Personally, I am not bothered by Pogba’s fee. Football’s long gone mad and doesn’t show any sign of an outbreak of common sense. The new reality is that our record fee of £42.5m for Mesut Özil isn’t far off becoming a little more than a bit dear. It would come as no surprise if we learned the average fee this summer, even without Pogba, was somewhere north of £20m.

I only have an interest in what United are doing because they are building a decent squad. It’s a specious argument to say “but look how much it costs, look how bad they must have been”, simply because that avoids acknowledging how good they might be next season. An awful lot of the hope being pinned on us doing well relies on others taking time to gel.

That may not happen and Arsenal have to put themselves into a position where they can challenge for the title. If they don’t challenge, that’s a different issue.

It could of course be the case that we get off to a barnstorming start and establish an almost unassailable lead by Christmas. Most likely we won’t.

But what I find most noticeable about this summer is the lack of optimism about next season. Even from those who look on the bright side of life, the levels of belief genuinely seem lower to me than before. A sense of déjà vu with a summer where activity behind the scenes does nothing to assuage the sense that we’ve completed our summer business.

It works both ways; there’s not much hint of people leaving which for late July is highly unusual. Yes, we told City to do one when they asked about Hector Bellerin but there has been precious little interest in anyone else, not even our well-stocked midfield. Not even Theo Walcott, for goodness sake and he was always good for a rumour or two about his future.

Which either means we’ve got our message through successfully about not selling our best players or this is the calm before the storm. I’m leaning toward the former, before you ask.

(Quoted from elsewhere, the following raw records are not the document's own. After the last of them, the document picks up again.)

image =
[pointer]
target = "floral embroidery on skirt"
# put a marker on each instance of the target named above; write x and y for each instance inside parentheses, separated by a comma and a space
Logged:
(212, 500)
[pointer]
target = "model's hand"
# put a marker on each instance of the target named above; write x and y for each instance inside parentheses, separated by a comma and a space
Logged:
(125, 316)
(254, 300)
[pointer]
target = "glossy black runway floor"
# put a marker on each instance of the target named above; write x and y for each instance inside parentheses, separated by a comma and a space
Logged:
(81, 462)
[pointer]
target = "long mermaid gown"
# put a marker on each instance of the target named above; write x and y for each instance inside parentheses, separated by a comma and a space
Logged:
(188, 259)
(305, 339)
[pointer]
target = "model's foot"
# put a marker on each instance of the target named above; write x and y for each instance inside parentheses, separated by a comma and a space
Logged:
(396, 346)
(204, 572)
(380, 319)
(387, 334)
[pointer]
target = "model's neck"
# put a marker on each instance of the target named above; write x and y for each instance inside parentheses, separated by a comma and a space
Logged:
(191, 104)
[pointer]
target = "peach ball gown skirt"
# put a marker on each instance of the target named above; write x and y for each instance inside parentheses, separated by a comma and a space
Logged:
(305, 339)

And it’s not necessarily a bad thing. No news is good news, runs the old adage which is true of sales but not good for purchases. The prospect of new signings arriving before pre-season training began has vanished into thin air, now the earliest we look likely to see any activity is the end of the month, just a fortnight or so before the season begins.

That’s the thing with transfer rumours though; it’s famine or feast. And have you noticed how there’s a rotation in operation. Far be it for me to hint at any collusion by journalists but it’s curious how everyone had stories about Arsenal yesterday but nothing today. This is a Mancunian news day with City and United featuring prominently. Tomorrow it’s probably Chelsea’s turn.

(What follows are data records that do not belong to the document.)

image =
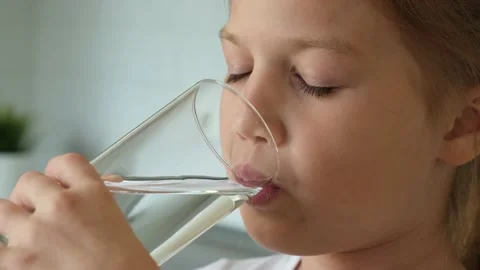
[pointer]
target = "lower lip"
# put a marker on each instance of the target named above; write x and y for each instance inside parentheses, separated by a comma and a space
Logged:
(265, 196)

Which brings today’s missive to a close. All that and no mention of Sam Allardyce being appointed England manager. A man who once said, “I am not suited to Bolton or Blackburn. I would be more suited to Inter Milan or Real Madrid.”

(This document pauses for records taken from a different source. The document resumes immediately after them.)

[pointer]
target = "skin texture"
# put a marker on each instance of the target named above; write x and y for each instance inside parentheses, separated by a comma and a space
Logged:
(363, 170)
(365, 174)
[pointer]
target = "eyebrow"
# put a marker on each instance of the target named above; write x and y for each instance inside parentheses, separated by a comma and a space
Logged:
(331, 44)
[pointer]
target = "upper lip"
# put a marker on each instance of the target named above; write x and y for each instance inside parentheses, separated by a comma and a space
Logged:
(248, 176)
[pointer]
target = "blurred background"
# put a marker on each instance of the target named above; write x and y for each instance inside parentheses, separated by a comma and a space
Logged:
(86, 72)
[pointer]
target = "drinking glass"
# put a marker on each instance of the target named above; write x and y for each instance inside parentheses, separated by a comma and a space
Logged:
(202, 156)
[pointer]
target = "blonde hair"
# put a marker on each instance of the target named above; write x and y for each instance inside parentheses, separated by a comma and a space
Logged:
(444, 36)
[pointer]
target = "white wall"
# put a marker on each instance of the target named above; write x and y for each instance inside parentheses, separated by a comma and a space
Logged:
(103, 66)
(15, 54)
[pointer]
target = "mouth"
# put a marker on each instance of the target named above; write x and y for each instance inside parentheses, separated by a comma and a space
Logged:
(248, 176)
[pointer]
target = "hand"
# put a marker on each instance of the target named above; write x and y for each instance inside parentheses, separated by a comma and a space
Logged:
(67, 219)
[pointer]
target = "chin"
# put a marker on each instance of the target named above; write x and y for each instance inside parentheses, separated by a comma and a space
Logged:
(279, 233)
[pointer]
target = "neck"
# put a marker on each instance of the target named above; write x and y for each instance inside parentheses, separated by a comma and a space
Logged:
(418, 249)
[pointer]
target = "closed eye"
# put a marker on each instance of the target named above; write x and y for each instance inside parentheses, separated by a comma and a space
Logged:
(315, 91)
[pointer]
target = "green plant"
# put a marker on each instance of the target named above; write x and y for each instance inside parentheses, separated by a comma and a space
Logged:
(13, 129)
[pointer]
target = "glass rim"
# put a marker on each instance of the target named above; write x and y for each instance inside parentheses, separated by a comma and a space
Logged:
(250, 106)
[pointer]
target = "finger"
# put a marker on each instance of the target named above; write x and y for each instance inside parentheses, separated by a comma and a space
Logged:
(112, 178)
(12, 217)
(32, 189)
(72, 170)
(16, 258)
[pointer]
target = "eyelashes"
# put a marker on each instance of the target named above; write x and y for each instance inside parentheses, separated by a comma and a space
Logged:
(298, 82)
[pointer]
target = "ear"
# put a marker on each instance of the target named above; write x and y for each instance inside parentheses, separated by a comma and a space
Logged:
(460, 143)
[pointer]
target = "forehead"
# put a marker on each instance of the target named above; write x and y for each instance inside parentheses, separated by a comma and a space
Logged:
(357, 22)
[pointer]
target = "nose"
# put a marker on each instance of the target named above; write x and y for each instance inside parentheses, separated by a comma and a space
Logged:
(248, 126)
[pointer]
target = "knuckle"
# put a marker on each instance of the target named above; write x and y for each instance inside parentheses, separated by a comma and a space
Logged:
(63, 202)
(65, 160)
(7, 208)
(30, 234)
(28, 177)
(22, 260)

If wonder what is wrong with English football, his appointment tells you all you need to know. We are royally screwed.

’til Tomorrow.

101 thoughts on “On Transfers And England

  1. MesutsLeftFoot says:

    I agree, i think Liverpool are a top 4 shout for definite this season! He’s a manager that knows how to get the best out players as well, he’ll install a lot of passion in that team, if he keeps Sturridge fit they’ve a striker that will score 15+ goals a season as well.

    We’ve once again just been a complete disappointment, Xhaka is a good signing but it’s not strengthened an area that we needed, we need a striker, i don’t care what people say we need a striker and we need a CB. CDM doesn’t bother me as much as Xhaka, El Neny and Coq are good enough at top level imo, but up top Giroud, Walcott, Chamberlain…..None of them excite me, benefits to all of them but not enough to warrant not spending money to get someone new in. i said it 3 years ago i say it now, sell Walcott, he’s not going to becoming Henry, he’s not going to be a CF and he’s not prolific enough to be a winger in terms of assists or goals. Waste of space.